NeSy-Route: A Neuro-Symbolic Benchmark for Constrained Route Planning in Remote Sensing
arXiv:2603.16307v1 Announce Type: new Abstract: Remote sensing underpins crucial applications such as disaster relief and ecological field surveys, where systems must understand complex scenes and constraints and make reliable decisions. Current remote-sensing benchmarks mainly focus on evaluating perception and reasoning capabilities of multimodal large language models (MLLMs). They fail to assess planning capability, stemming either from the difficulty of curating and validating planning tasks at scale or from evaluation protocols that are inaccurate and inadequate. To address these limitations, we introduce NeSy-Route, a large-scale neuro-symbolic benchmark for constrained route planning in remote sensing. Within this benchmark, we introduce an automated data-generation framework that integrates high-fidelity semantic masks with heuristic search to produce diverse route-planning tasks with provably optimal solutions. This allows NeSy-Route to comprehensively evaluate planning acros
arXiv:2603.16307v1 Announce Type: new Abstract: Remote sensing underpins crucial applications such as disaster relief and ecological field surveys, where systems must understand complex scenes and constraints and make reliable decisions. Current remote-sensing benchmarks mainly focus on evaluating perception and reasoning capabilities of multimodal large language models (MLLMs). They fail to assess planning capability, stemming either from the difficulty of curating and validating planning tasks at scale or from evaluation protocols that are inaccurate and inadequate. To address these limitations, we introduce NeSy-Route, a large-scale neuro-symbolic benchmark for constrained route planning in remote sensing. Within this benchmark, we introduce an automated data-generation framework that integrates high-fidelity semantic masks with heuristic search to produce diverse route-planning tasks with provably optimal solutions. This allows NeSy-Route to comprehensively evaluate planning across 10,821 route-planning samples, nearly 10 times larger than the largest prior benchmark. Furthermore, a three-level hierarchical neuro-symbolic evaluation protocol is developed to enable accurate assessment and support fine-grained analysis on perception, reasoning, and planning simultaneously. Our comprehensive evaluation of various state-of-the-art MLLMs demonstrates that existing MLLMs show significant deficiencies in perception and planning capabilities. We hope NeSy-Route can support further research and development of more powerful MLLMs for remote sensing.
Executive Summary
NeSy-Route is a groundbreaking neuro-symbolic benchmark for constrained route planning in remote sensing, addressing the limitations of existing benchmarks by incorporating a large-scale data-generation framework and a hierarchical evaluation protocol. The benchmark evaluates the planning capabilities of multimodal large language models (MLLMs) across 10,821 route-planning samples, demonstrating significant deficiencies in perception and planning capabilities. NeSy-Route has the potential to support the development of more powerful MLLMs for remote sensing applications. The findings of this study have far-reaching implications for disaster relief, ecological field surveys, and other critical applications relying on remote sensing.
Key Points
- ▸ NeSy-Route is a large-scale neuro-symbolic benchmark for constrained route planning in remote sensing.

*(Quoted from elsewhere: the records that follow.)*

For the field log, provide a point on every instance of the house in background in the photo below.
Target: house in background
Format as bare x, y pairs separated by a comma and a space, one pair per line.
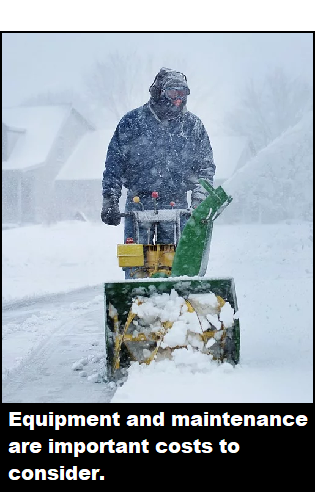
36, 142
78, 185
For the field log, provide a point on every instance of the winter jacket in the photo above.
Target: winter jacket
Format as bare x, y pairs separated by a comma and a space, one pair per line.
146, 154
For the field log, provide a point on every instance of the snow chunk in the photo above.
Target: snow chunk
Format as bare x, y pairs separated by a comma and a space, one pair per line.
227, 315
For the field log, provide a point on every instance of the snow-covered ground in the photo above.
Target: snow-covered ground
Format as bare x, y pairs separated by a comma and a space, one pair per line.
53, 348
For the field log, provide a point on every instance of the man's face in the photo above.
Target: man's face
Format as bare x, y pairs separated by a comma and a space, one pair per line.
176, 95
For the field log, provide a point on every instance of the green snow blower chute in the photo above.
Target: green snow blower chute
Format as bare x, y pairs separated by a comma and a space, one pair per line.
168, 304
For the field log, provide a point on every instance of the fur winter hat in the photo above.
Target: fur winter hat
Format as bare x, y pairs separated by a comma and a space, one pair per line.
167, 78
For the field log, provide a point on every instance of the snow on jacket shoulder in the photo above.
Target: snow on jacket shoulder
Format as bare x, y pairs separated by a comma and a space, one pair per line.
147, 154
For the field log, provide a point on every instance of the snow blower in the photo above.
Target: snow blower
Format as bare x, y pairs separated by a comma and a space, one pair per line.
168, 304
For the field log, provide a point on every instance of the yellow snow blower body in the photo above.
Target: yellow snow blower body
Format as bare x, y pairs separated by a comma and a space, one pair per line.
168, 304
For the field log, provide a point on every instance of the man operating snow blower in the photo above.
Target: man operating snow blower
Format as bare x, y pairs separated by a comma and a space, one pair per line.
160, 146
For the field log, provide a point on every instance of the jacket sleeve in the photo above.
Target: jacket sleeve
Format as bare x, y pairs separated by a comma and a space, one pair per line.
203, 166
114, 164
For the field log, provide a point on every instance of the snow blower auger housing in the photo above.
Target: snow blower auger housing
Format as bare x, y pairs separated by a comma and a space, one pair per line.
168, 304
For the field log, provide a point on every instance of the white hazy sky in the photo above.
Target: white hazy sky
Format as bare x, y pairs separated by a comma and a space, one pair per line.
36, 62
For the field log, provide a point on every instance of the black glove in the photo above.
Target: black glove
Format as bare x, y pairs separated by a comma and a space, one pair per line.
110, 213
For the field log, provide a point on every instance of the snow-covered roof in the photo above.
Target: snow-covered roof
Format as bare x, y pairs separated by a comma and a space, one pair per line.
227, 152
41, 125
87, 161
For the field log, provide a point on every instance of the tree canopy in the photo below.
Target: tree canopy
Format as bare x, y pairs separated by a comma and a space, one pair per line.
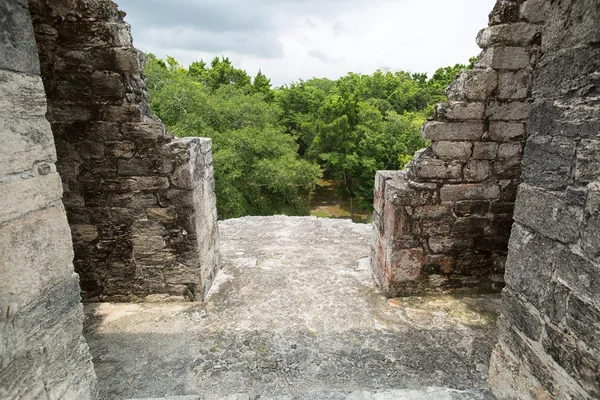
270, 146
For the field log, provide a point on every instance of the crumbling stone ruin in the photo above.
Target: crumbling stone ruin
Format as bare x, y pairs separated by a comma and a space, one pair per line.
99, 201
141, 205
444, 222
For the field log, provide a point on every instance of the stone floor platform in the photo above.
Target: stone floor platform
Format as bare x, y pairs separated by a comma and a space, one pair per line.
295, 314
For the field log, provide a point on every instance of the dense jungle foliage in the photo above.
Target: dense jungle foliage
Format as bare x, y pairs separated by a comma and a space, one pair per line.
271, 146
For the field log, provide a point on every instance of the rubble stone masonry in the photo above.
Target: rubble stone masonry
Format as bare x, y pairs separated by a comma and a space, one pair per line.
141, 205
549, 344
43, 354
443, 223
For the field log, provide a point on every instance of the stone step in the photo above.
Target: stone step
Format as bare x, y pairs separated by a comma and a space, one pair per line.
432, 393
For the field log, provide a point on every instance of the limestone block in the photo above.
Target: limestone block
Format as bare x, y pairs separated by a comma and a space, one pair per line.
469, 191
448, 244
436, 130
560, 118
580, 363
121, 149
508, 111
506, 131
26, 141
477, 171
521, 314
473, 85
459, 110
587, 166
149, 129
582, 319
21, 94
453, 150
19, 51
514, 84
144, 166
100, 34
571, 24
432, 168
22, 196
590, 239
515, 34
485, 150
547, 214
510, 58
548, 161
529, 265
39, 246
534, 10
407, 264
578, 273
510, 150
147, 183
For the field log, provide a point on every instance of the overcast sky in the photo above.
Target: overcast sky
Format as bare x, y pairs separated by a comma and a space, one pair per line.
300, 39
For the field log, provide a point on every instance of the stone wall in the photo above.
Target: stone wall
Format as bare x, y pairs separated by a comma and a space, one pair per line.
42, 351
140, 204
550, 326
442, 224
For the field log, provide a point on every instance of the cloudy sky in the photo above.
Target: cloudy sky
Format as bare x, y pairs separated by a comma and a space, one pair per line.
300, 39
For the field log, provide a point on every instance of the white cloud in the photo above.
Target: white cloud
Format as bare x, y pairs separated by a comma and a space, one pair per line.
293, 40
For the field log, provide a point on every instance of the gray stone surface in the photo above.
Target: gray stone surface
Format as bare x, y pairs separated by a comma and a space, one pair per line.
295, 314
141, 204
42, 351
549, 328
474, 161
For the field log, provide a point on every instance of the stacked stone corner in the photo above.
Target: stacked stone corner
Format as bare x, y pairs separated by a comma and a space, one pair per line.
42, 351
442, 224
550, 324
141, 204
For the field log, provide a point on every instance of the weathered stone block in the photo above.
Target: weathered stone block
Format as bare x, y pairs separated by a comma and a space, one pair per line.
19, 197
578, 273
506, 131
453, 150
485, 150
548, 161
534, 10
144, 167
470, 225
449, 244
432, 168
468, 208
473, 85
590, 240
568, 71
521, 314
21, 94
511, 58
459, 110
25, 142
508, 111
436, 130
407, 264
582, 319
514, 85
576, 360
477, 171
547, 214
530, 264
19, 52
515, 34
587, 166
469, 191
510, 150
40, 239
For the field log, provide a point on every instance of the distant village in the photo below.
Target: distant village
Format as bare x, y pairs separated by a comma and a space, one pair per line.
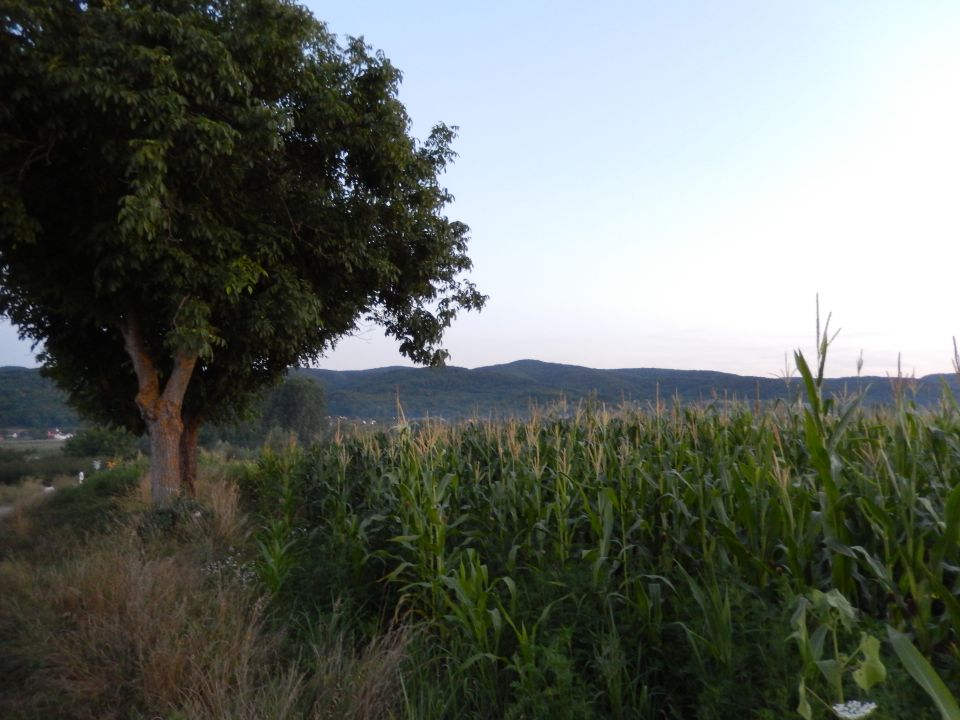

- ▸ The benchmark incorporates an automated data-generation framework and a hierarchical evaluation protocol.
- ▸ NeSy-Route evaluates the planning capabilities of MLLMs across 10,821 route-planning samples.
Merits
Strength in Design
NeSy-Route's automated data-generation framework allows for the creation of diverse route-planning tasks with provably optimal solutions, making it an authoritative benchmark for evaluating planning capabilities.
Comprehensive Evaluation
The benchmark's hierarchical evaluation protocol enables accurate assessment and fine-grained analysis of perception, reasoning, and planning simultaneously, providing a comprehensive understanding of MLLMs' capabilities.
Demerits
Limited Generalizability
The study's findings may not generalize to other remote sensing applications or domains, as the benchmark is specifically designed for constrained route planning in remote sensing.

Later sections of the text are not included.